Roland Rat said:Is your eagerness to portray Sky as USPS squared turning you blind? Or at least impairing your reading ability.
The 1998 worlds also saw the emergence of a number of new faces that would go on to create a new generation of riders. Fabian Cancellara [17 years old] won the junior men’s time trial; Bradley Wiggins [18 years old] was 16th
the big ring said:Results from way back when are hard to find but I thought this was interesting:
Wiggins is good enough, at 18, to attend the World Champs for TT to represent Britain. TT: the closest thing you will get to pursuiting on the road. The thing Wiggins is so good at...
http://www.cyclingnews.com/features...les-camenzind-and-the-emergence-of-cancellara
Not the latent talent, natural some make him out to be.
2 years later Brad won bronze in the individual pursuit at the 2000 Sydney Olympics.
Mellow Velo said:I hope I'm reading you wrong.
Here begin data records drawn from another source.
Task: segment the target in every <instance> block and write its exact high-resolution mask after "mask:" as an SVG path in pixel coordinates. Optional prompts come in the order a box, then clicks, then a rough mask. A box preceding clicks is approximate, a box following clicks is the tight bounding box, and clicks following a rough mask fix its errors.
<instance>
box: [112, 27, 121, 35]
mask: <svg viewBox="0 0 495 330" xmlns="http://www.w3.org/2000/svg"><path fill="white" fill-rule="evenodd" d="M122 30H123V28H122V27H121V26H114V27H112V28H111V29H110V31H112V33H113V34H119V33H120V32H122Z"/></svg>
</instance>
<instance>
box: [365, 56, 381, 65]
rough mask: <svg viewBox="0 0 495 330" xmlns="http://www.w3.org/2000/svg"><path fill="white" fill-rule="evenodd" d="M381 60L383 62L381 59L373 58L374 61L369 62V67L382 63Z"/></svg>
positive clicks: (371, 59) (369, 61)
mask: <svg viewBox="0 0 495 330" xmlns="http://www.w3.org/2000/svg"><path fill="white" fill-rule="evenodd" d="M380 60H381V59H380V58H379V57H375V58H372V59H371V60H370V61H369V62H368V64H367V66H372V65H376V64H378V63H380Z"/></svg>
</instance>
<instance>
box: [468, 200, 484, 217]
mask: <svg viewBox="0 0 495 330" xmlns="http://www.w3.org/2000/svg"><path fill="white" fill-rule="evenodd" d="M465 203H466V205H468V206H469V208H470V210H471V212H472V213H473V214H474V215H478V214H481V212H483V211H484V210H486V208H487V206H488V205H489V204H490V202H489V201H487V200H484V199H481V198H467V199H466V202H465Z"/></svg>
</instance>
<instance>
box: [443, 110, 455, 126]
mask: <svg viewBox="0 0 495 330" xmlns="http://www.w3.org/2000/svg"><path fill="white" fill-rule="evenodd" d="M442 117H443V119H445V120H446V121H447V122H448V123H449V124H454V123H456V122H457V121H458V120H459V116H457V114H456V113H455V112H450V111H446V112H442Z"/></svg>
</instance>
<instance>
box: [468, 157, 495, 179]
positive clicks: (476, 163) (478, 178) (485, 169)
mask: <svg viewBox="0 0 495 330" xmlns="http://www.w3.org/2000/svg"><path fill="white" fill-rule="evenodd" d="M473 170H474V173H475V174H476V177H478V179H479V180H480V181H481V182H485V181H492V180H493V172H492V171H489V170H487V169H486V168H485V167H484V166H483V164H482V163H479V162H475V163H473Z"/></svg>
the big ring said:Read what I wrote. There's no innuendo or insinuation. Brad had no ability vs a naturally gifted, year younger TTer.
To supply context, I mentioned his bronze 2 years later.
I don't consider 18 to be a "junior".
Mellow Velo said:I read what you wrote.
Wiggins couldn't beat the greatest time trialist of his generation.
Nobody arguing against that.
However, no ability riders do not ride in world championships.
Vasili Kiriyenka 27th-No ability?
Considered to have one of the finest engines in the peloton.
Lesser ability, sure.
You don't considered 18 to be a "junior", but the UCI does.
Cancellara won at 18, too.
18 YOs are not fully developed adults.
Mellow Velo said:However, no ability riders do not ride in world championships.
Vasili Kiriyenka 27th-No ability?
Considered to have one of the finest engines in the peloton.
Lesser ability, sure.
oldcrank said:Big Ring:
In 1997 Brad was the World Junior Pursuit Champ.
In 1998 his main focus was the Commonwealth Games
Team Pursuit. In fact he was a naturally talented young
rider but his focus was never on the World Junior TT as
it was for Cancellara. Very simple for anyone to see.